Life and Death in the French Foreign Legion


Thu, Nov 15th, 2012 10:00 by capnasty NEWS

Vanity Fair has a lengthy but remarkable article by William Langewiesche on "the dark romance of the French Foreign Legion," an army composed by men with questionable pasts from all over the world, "fighting anywhere, dying for causes not their own." There are some beautiful passages in this article that will make you appreciate the philosophy of the legion:

Recently, near Marseille, an old legionnaire told me about a lesson he learned as a young recruit, when a veteran sergeant took a moment to explain dying to him. He said, "It's like this. There is no point in trying to understand. Time is unimportant. We are dust from the stars. We are nothing at all.
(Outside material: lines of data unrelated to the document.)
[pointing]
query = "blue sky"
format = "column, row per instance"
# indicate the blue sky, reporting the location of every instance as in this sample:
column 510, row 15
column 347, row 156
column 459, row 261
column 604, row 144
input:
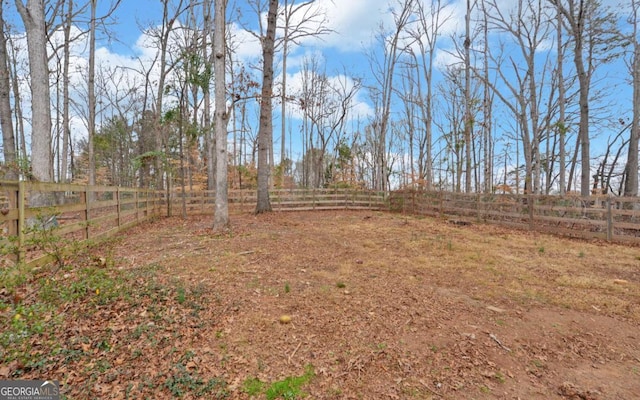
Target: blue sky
column 354, row 24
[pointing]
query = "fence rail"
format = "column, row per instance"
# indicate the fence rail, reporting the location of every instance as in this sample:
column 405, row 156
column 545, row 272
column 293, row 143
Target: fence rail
column 81, row 213
column 597, row 217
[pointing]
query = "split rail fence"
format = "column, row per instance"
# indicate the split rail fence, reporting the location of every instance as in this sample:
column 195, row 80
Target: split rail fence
column 596, row 217
column 82, row 213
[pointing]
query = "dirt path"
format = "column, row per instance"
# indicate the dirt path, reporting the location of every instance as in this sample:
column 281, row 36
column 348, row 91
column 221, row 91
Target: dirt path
column 382, row 306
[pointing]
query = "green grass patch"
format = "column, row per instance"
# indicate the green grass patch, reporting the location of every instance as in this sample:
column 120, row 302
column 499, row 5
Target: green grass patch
column 290, row 388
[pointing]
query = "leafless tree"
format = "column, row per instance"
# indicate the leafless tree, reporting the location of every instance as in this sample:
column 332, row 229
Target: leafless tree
column 591, row 28
column 631, row 170
column 221, row 218
column 265, row 130
column 10, row 171
column 33, row 17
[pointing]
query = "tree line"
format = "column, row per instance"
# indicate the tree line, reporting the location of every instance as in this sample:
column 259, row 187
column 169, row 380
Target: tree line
column 525, row 92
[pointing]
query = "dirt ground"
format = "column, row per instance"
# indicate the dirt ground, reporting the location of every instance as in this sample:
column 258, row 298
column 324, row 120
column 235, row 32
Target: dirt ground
column 381, row 306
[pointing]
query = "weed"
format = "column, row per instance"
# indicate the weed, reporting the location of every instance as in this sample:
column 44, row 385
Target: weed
column 181, row 297
column 252, row 386
column 183, row 381
column 291, row 387
column 381, row 346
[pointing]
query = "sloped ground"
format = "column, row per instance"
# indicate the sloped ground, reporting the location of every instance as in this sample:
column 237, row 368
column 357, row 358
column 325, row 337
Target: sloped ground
column 382, row 306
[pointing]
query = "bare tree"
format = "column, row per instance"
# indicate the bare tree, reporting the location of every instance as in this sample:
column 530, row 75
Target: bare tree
column 631, row 170
column 468, row 122
column 426, row 34
column 221, row 218
column 91, row 90
column 591, row 28
column 33, row 17
column 384, row 72
column 6, row 124
column 265, row 130
column 561, row 124
column 301, row 21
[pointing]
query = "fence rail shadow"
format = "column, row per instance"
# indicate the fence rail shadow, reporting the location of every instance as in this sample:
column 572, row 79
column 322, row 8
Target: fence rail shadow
column 80, row 214
column 596, row 217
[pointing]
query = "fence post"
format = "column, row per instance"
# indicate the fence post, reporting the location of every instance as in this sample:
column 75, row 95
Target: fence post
column 118, row 208
column 609, row 218
column 530, row 200
column 21, row 219
column 135, row 203
column 85, row 217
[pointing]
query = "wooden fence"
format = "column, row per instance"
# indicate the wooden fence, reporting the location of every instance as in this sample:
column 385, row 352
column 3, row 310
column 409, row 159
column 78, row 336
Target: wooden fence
column 78, row 213
column 282, row 200
column 608, row 218
column 81, row 213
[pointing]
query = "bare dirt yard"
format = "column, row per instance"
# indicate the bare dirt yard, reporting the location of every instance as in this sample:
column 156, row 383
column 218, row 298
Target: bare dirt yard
column 338, row 305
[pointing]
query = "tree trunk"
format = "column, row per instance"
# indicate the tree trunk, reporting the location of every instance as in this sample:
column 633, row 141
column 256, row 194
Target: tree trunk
column 66, row 132
column 92, row 95
column 631, row 170
column 33, row 17
column 468, row 123
column 6, row 124
column 265, row 130
column 221, row 218
column 561, row 128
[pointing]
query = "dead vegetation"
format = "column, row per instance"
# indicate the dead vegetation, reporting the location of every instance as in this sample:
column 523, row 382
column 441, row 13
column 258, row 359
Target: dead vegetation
column 380, row 305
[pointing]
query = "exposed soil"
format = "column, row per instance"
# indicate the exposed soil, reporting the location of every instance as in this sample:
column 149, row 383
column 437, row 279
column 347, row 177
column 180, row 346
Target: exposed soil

Whether you die at age 15 or 79, in a thousand years there is no significance to it. So fuck off with your worries about war."
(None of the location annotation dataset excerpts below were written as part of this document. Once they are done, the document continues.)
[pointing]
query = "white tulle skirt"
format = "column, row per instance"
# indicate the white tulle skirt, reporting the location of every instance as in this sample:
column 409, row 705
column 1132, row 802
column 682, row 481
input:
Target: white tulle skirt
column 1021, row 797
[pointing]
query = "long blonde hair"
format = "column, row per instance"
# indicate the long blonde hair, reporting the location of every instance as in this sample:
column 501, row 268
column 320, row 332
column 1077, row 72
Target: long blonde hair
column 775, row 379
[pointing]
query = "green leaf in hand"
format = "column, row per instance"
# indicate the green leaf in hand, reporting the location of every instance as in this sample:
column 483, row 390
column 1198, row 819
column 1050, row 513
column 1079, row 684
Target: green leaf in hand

With the French withdrawal from Indochina, the Legion returned to Algeria under the command of embittered army officers, many of whom believed that they had been betrayed by the civilian elites and that only they, the officers, had the moral fiber to defend the integrity of France. These were dangerous delusions for officers to have, particularly because the Legion now found itself embroiled in something like a French civil war -- the savage eight-year struggle over Algerian independence. It was an emotional fight, characterized by the systematic use of torture, retributive killings, and atrocities on all sides. The Foreign Legion committed its share of the crimes. It also lost 1,976 men. Altogether perhaps a million people died. It won't matter in a thousand years. For cultural reference, Brigitte Bardot was in her prime.